Der vorgelegte außergerichtliche Schuldenbereinigungsplan sah die Verpflichtung
der Rechtssuchenden zur monatlichen Zahlung von 711 € über die Zeitdauer von
72 Monaten vor, was einer Regulierungsquote von etwa 40% entsprach. Neben
dem genannten Plan findet sich die Formulierung „(incl. Ehemann)“. Hierzu führte
der Antragsteller aus, dass die Rechtssuchende und ihr Ehemann bei insgesamt
22 Gläubigern mit etwa 126.000 € verschuldet seien und bei Einkünften von
monatlich zusammen 2.351 € monatliche Tilgungsleistungen von 711 € erbringen
wollten.
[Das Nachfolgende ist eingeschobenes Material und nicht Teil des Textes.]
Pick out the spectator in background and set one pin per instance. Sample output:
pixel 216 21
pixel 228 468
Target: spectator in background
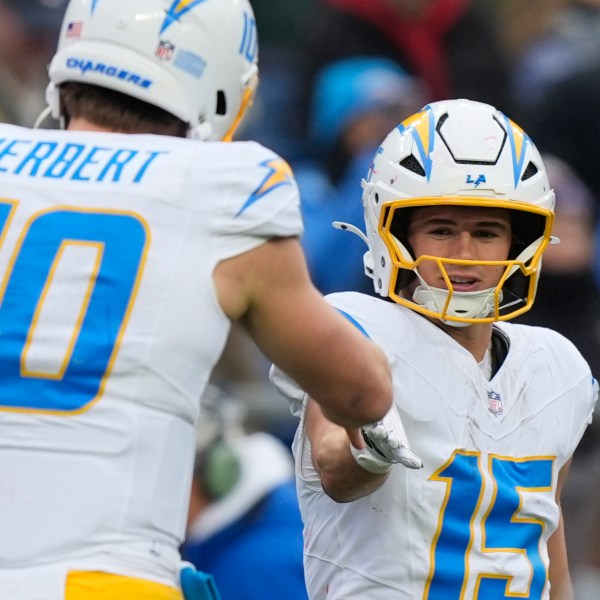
pixel 548 41
pixel 275 118
pixel 568 276
pixel 451 45
pixel 571 106
pixel 568 300
pixel 356 102
pixel 244 523
pixel 28 34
Dieser Schuldenbereinigungsplan scheiterte, was - wie bereits ausgeführt -
der Antragsteller unter dem 07.07.2008 bescheinigte.
Mit Antragsschrift vom selben Tag (Bl. 4 d.A.) hat der Antragsteller um
Festsetzung der ihm entstandenen Gebühren nachgesucht, die er mit insgesamt
692,58 € berechnet hat. Dabei hat er für den außergerichtlichen
Schuldenbereinigungsversuch eine Gebühr nach VV RVG Nr. 2507 in Höhe von 560
€ in Ansatz gebracht.
Am 07.08.2008 hat das Amtsgericht dem Antragsteller Gebühren in Höhe von -
nur - 290,36 € angewiesen und mit dem unter demselben Datum gefertigten
Schreiben (Bl. 16 d.A.) zur Begründung ausgeführt, kostenmäßig sei davon
auszugehen, dass die Rechtssuchende Forderungen von lediglich fünf Gläubigern
ausgesetzt sei. Für die Forderung der in dem Schuldenbereinigungsplan weiter
genannten Gläubiger hafte die Rechtssuchende - lediglich - als Gesamtschuldnerin
neben ihrem Ehemann. Diesem sei gesondert Beratungshilfe bewilligt worden und
auch er habe sich an den Antragsteller gewandt. Bei den Verhandlungen, die
Antragsteller im Hinblick auf den Schuldenbereinigungsplan des Ehemannes der
Rechtssuchenden geführt habe, seien deshalb auch diese Forderungen erörtert
worden, entsprechend seien sie bei der Festsetzung der Gebühren des
Antragstellers in jenem Verfahren berücksichtigt worden. Deshalb scheide eine
zusätzliche Berücksichtigung im vorliegenden Verfahren aus.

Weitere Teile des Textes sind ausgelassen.